Famous quotes containing the words major, league, baseball, valuable, player, award and/or chalmers:

    Seeing our common-sense conceptual framework for mental phenomena as a theory brings a simple and unifying organization to most of the major topics in the philosophy of mind.
    Paul M. Churchland (b. 1942)

    He will deliver you from six troubles; in seven no harm shall touch you. In famine he will redeem you from death, and in war from the power of the sword. You shall be hidden from the scourge of the tongue, and shall not fear destruction when it comes. At destruction and famine you shall laugh, and shall not fear the wild animals of the earth. For you shall be in league with the stones of the field, and the wild animals shall be at peace with you.
    Bible: Hebrew, Job 5:19-23.

    Baseball is the religion that worships the obvious and gives thanks that things are exactly as they seem. Instead of celebrating mysteries, baseball rejoices in the absence of mysteries and trusts that, if we watch what is laid before our eyes, down to the last detail, we will cultivate the gift of seeing things as they really are.
    Thomas Boswell, U.S. sports journalist. “The Church of Baseball,” Baseball: An Illustrated History, ed. Geoffrey C. Ward, Knopf (1994)

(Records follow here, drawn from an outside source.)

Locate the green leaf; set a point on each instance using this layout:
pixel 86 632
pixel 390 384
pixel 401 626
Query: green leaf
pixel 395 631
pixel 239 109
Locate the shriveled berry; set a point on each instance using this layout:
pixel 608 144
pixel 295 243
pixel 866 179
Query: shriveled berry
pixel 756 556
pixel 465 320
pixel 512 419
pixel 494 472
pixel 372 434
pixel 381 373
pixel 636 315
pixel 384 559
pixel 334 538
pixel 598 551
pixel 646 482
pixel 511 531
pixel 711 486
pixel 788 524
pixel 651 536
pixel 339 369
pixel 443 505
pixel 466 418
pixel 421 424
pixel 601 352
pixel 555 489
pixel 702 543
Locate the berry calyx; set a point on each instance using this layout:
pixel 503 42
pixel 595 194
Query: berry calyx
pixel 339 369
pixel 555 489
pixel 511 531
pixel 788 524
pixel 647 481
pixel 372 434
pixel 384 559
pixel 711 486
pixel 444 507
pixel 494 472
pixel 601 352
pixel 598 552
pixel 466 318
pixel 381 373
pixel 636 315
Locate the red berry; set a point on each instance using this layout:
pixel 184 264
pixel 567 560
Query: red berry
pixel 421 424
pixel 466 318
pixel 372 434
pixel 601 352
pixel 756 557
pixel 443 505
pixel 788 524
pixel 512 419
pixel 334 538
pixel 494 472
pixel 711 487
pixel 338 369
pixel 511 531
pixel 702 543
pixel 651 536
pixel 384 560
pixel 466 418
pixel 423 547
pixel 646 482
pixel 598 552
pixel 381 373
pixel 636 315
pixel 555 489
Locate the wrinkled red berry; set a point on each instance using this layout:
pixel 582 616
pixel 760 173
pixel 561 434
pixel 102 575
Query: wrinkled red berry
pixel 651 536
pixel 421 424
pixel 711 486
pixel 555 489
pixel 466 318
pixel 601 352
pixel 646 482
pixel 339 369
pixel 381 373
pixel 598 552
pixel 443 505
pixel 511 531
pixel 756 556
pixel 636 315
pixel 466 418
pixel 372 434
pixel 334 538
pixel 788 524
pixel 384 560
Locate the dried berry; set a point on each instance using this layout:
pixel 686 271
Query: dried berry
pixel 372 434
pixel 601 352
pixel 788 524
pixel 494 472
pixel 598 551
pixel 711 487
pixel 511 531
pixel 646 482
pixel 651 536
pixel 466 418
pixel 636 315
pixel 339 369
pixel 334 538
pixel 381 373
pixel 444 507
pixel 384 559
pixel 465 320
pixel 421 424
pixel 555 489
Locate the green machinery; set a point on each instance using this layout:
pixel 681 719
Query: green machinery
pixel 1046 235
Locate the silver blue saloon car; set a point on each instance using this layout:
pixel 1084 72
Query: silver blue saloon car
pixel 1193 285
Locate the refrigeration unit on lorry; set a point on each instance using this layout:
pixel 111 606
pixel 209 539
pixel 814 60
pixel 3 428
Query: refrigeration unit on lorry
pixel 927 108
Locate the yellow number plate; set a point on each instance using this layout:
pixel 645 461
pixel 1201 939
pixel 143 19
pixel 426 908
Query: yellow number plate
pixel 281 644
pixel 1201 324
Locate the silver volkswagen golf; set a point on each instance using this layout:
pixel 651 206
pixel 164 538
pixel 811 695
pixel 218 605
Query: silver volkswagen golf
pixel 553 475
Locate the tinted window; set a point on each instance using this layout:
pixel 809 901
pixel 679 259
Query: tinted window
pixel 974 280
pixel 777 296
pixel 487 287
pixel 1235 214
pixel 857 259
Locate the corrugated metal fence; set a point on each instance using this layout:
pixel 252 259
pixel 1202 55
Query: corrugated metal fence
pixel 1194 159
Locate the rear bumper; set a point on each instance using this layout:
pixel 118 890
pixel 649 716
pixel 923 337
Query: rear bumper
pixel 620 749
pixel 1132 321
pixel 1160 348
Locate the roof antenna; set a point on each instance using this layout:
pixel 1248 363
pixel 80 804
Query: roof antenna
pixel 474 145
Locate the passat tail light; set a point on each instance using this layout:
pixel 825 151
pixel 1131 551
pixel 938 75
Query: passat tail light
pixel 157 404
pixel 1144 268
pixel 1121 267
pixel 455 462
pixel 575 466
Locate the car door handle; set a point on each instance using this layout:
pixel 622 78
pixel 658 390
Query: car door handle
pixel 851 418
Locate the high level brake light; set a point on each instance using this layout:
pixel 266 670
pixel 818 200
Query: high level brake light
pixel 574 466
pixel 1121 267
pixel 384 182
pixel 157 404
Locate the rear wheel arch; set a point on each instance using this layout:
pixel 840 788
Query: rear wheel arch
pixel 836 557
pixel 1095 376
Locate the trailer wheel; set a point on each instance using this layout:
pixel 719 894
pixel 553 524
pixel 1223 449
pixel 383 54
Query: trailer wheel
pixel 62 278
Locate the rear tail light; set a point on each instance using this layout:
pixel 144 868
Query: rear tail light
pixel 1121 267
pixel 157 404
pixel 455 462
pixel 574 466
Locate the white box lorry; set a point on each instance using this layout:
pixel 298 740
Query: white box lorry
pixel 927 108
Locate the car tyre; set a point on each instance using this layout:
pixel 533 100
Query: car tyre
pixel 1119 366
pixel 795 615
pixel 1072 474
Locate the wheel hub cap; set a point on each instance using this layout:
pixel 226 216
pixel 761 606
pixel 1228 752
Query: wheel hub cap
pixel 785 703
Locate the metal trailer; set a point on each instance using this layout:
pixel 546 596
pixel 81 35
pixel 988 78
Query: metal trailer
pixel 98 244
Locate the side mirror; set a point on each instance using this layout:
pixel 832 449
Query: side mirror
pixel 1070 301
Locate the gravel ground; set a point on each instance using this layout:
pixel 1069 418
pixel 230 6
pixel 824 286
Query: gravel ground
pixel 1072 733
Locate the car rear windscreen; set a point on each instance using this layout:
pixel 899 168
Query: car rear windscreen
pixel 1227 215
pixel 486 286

    It is a surprising and memorable, as well as valuable experience, to be lost in the woods any time.
    Henry David Thoreau (1817–1862)

    If women were umpiring none of this [rowdyism] would happen. Do you suppose any ball player in the country would step up to a good-looking girl and say to her, “You color- blind, pickle-brained, cross-eyed idiot, if you don’t stop throwing the soup into me I’ll distribute your features all over you countenance!” Of course he wouldn’t.
    Amanda Clement (1888–1971)

    The award of a pure gold medal for poetry would flatter the recipient unduly: no poem ever attains such carat purity.
    Robert Graves (1895–1985)

    A striking feature of moral and political argument in the modern world is the extent to which it is innovators, radicals, and revolutionaries who revive old doctrines, while their conservative and reactionary opponents are the inventors of new ones.